I would have thought that it is up to the compiler to select, as default, the lowest viable compute capability. This is what this code aims to do (whether it actually does that's a separate issue :) ).

gtbercea added inline comments.Oct 13 2017, 11:41 AM
lib/Driver/ToolChains/Cuda.h
90 ↗(On Diff #118912)

The reason I added this code in the first place was to overcome the fact that something like a default of sm_30 may work on the K40 but once you go to newer Pascal, Volta GPUs then you need a new minimum compute capability that is supported.

Hahnfeld updated this revision to Diff 118961.Oct 13 2017, 12:55 PM
Hahnfeld marked an inline comment as done.
Hahnfeld edited the summary of this revision. (Show Details)

Check that the user didn't specify a value lower than sm_30 and re-add some code as discussed.

tra added inline comments.Oct 13 2017, 1:13 PM
lib/Driver/ToolChains/Cuda.h
90 ↗(On Diff #118912)

Should this stay, stay but modified to be more robust or taken out completely?

I'd take it out, at least for now as you've removed the only user of that function.

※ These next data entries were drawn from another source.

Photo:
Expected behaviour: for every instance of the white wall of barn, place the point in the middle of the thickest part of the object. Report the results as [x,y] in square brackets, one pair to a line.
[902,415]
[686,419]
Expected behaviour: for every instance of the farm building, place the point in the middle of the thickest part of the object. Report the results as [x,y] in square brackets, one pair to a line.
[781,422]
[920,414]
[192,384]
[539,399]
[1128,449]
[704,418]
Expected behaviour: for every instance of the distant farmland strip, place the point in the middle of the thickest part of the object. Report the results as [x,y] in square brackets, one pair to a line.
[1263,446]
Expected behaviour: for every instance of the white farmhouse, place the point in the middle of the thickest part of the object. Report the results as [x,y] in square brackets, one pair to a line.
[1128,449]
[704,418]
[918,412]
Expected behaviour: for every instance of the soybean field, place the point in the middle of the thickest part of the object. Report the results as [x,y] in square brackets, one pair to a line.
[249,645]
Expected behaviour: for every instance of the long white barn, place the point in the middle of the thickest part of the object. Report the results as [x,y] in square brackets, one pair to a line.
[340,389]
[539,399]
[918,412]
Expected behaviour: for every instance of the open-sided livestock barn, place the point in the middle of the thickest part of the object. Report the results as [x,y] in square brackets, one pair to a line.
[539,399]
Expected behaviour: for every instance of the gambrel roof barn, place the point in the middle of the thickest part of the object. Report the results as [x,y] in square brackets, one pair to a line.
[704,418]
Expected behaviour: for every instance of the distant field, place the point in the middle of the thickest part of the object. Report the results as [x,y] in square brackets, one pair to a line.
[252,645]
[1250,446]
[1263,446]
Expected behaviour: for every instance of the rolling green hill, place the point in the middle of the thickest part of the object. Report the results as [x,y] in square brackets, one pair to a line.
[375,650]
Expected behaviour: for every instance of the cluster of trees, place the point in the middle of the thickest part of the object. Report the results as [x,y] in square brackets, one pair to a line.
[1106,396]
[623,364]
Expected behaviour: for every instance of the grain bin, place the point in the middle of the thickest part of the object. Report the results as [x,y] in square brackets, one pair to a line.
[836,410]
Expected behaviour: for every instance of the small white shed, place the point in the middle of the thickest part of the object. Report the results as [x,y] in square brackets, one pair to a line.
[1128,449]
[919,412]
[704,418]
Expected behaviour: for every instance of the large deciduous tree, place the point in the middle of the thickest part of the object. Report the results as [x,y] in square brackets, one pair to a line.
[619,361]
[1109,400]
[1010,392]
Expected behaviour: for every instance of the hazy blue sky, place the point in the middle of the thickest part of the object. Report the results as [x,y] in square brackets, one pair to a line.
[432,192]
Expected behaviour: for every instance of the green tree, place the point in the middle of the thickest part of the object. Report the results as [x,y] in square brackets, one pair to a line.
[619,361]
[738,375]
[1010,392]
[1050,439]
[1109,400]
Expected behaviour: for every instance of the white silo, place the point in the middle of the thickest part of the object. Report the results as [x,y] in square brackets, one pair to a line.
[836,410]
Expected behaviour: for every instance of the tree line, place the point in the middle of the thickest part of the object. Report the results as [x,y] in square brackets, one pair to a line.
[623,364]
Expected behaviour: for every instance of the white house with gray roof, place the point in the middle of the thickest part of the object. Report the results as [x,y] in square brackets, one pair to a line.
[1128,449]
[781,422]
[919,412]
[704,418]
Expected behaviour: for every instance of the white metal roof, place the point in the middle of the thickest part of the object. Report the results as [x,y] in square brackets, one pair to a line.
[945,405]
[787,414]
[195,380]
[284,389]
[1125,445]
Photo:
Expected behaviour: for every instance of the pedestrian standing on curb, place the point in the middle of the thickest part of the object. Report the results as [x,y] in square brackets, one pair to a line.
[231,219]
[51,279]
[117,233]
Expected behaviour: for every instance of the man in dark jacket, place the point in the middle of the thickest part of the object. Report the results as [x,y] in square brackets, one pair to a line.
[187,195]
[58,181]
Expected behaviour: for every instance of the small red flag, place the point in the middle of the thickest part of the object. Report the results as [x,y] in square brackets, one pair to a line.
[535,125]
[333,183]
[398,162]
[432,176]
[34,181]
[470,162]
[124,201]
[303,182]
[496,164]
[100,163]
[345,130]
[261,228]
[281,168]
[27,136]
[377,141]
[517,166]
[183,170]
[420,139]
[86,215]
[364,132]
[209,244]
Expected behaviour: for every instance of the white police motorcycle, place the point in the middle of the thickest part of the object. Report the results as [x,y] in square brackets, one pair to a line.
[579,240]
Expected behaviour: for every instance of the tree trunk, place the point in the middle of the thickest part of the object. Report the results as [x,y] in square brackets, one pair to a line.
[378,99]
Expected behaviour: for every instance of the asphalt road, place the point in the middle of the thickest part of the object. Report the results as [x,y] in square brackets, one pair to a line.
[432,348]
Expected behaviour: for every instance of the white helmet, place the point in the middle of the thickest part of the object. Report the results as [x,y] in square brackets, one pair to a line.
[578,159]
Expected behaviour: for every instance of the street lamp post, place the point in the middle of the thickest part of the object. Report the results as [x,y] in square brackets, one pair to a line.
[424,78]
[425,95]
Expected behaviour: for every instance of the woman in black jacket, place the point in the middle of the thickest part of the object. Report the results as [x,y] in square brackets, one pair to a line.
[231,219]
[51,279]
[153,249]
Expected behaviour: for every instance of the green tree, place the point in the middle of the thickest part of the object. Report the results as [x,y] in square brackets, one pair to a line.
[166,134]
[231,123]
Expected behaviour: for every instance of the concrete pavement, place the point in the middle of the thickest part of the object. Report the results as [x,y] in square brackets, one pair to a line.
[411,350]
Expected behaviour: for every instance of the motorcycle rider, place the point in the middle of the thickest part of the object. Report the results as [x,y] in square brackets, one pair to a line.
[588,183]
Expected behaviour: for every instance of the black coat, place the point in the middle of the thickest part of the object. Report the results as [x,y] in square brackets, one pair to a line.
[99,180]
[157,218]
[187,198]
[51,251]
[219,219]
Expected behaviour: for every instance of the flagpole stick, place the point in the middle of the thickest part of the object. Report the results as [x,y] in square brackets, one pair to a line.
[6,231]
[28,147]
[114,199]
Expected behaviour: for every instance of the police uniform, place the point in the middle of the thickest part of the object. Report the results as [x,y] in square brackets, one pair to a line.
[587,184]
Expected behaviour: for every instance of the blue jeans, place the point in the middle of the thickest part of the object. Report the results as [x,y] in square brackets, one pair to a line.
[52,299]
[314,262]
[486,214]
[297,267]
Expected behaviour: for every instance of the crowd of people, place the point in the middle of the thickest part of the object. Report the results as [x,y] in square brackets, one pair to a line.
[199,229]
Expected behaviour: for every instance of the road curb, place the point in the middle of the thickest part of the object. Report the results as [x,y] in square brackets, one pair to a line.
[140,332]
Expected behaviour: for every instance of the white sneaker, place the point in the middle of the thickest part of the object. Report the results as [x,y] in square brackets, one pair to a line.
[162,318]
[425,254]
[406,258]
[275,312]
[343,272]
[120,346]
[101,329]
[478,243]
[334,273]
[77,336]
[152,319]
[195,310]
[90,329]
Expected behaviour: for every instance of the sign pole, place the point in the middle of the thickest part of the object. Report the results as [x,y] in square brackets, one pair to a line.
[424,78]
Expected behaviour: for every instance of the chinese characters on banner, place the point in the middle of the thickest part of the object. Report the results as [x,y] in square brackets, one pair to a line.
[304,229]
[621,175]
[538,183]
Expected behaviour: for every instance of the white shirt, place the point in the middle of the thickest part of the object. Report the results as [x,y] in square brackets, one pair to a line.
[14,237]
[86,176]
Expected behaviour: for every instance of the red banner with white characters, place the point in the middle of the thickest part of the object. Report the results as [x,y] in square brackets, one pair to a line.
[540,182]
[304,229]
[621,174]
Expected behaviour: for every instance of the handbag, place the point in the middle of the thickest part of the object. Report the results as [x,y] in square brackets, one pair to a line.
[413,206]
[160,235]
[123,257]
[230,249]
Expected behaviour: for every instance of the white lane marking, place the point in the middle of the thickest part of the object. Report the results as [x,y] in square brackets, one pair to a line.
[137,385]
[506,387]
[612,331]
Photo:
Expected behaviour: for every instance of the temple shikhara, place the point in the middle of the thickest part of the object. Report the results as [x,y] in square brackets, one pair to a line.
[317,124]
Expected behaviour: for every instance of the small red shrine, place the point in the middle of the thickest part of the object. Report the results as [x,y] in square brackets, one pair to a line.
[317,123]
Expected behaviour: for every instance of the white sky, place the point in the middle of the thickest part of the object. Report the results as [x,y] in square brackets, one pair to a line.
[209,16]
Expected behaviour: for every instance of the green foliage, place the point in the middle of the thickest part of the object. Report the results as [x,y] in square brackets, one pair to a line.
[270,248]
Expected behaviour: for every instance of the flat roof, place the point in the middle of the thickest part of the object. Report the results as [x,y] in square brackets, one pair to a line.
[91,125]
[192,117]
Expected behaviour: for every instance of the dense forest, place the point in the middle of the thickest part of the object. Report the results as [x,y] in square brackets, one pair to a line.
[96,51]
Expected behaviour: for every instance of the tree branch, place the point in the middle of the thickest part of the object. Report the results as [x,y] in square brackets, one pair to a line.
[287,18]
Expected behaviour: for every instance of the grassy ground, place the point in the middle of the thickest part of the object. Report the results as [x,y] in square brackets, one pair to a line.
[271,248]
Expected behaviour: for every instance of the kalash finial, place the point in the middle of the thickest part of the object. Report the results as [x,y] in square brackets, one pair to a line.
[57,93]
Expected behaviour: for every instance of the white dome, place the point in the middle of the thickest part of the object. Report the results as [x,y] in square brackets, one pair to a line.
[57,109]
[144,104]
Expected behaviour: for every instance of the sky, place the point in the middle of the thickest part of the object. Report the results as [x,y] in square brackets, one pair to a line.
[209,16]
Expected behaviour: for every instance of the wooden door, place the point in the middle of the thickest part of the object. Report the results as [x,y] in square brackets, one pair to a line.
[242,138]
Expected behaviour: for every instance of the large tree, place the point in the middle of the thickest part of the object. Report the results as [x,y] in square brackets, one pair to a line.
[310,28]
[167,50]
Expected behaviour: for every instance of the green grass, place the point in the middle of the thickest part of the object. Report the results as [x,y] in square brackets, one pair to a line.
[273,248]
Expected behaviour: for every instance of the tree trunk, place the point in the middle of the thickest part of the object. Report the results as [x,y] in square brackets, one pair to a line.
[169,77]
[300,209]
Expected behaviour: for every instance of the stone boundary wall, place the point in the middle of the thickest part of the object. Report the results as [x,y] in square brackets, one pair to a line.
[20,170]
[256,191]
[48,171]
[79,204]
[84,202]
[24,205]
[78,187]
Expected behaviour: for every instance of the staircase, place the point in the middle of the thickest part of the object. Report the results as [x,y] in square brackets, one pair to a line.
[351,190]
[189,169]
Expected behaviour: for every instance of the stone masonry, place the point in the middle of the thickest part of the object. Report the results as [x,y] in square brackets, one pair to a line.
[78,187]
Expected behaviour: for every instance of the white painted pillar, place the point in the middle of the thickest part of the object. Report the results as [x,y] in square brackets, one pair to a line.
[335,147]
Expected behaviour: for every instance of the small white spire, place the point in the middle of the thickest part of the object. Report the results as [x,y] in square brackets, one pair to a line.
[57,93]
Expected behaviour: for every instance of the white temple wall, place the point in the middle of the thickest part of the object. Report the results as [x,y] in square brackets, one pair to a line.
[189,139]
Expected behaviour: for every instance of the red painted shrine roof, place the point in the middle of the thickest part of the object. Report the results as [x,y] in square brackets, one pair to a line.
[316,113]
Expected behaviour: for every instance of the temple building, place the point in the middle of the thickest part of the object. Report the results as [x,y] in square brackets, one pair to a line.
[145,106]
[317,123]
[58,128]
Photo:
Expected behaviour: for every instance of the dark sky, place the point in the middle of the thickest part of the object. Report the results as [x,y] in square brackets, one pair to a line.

In general, though, compilers tend to use conservative defaults and for CUDA that would be the lowest GPU variant supported by compiler. In case of CUDA it's determined by the CUDA SDK version. Figuring lowers supported version via libdevice mapping we've created is wrong. E.g. with this patch and -nocudalib you may end up using CUDA-9 without any libdevice and would return sm_20.

If/when we need to figure out minimum supported version, it should be based directly on the value returned by version().

tra accepted this revision.Oct 16 2017, 1:48 PM
This revision is now accepted and ready to land.Oct 16 2017, 1:48 PM
This revision was automatically updated to reflect the committed changes.